LGS combines a shared latent manifold, a flow-matching transformer, and input noising to achieve long-term stability and cross-family generalization in physics simulations.

Findings

LGS matches deterministic baselines at one step and outperforms on 15/16 systems at longer horizons.

Reduces 20-step L2RE from 56.1% to 30.2%.

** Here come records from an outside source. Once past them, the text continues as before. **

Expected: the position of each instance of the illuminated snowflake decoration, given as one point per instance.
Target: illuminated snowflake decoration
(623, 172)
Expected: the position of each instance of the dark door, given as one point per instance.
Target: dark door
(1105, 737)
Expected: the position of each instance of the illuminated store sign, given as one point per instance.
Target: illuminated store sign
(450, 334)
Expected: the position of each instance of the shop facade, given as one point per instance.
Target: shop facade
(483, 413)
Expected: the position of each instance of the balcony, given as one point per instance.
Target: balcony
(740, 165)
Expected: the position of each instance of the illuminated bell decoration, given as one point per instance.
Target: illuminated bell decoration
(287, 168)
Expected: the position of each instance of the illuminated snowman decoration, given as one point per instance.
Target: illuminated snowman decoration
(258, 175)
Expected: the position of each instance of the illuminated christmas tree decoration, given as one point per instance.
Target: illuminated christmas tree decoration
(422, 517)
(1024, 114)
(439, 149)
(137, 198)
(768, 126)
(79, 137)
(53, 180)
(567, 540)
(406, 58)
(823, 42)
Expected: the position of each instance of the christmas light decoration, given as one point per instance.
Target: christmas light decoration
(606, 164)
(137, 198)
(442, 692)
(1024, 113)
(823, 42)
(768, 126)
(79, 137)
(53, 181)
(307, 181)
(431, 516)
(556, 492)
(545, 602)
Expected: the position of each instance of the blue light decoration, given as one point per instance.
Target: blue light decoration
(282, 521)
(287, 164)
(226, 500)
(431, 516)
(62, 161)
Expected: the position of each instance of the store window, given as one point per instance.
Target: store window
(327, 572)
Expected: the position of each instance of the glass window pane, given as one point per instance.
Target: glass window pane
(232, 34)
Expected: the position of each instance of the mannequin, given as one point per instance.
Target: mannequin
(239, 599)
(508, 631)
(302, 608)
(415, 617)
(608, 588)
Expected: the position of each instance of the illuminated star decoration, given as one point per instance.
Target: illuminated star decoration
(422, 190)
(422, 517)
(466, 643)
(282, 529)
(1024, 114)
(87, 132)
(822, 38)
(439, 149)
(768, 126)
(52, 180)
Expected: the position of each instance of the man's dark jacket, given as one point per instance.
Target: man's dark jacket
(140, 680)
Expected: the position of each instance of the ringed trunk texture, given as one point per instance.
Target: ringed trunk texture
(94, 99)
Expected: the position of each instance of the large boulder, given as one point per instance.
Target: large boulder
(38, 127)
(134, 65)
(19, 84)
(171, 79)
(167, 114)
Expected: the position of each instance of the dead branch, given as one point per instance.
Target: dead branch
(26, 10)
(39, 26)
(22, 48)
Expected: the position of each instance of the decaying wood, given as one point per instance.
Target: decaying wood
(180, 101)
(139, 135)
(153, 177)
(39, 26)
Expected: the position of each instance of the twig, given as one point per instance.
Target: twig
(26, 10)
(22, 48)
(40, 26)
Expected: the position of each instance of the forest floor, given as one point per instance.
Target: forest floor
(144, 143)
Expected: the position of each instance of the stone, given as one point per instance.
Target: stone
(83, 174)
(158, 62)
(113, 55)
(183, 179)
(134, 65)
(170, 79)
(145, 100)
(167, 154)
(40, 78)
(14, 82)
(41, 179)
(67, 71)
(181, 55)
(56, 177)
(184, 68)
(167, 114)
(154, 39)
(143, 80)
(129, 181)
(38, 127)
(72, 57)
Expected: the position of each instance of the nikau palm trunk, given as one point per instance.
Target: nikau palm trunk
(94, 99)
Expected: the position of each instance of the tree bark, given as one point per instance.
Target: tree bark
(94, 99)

Adapts efficiently to unseen PDEs, significantly improving error after fine-tuning.

Abstract

Reliable physics simulation demands two capabilities that today's neural PDE solvers do not deliver together: generalization across heterogeneous PDE families, and stability under long autoregressive rollouts. Deterministic operators accumulate error geometrically, while existing probabilistic solvers are confined to a single PDE family or short horizons. We close this gap with the \textbf{Latent Generative Solver} (LGS), three coupled components: (i) a Physics VAE (PhyVAE) compressing twelve PDE families into a shared latent manifold; (ii) a Pyramidal Flow-Forcing Transformer (PFlowFT) that generates the next latent by flow matching, conditioned on a per-trajectory context updated on the model's own predictions; and (iii) input noising during training, for which we derive a sufficient-condition contraction bound explaining the observed long-horizon stability. Pretrained on a 2.5\,M-trajectory, 16-system corpus at $128^2$, LGS matches the strongest deterministic baseline at one step, wins on 15/16 systems at both 5- and 10-step rollout, cuts 20-step L2RE from $56.1\%$ to $\mathbf{30.2\%}$, and uses $\mathbf{13}$--$\mathbf{77\times}$ less recurrent dynamics-step compute. It also adapts efficiently to a $256^2$ Kolmogorov flow held out from the pretraining corpus, dropping 1-step L2RE from $0.398$ to $0.129$ in five finetune epochs against U-AFNO's $0.653{\to}0.343$.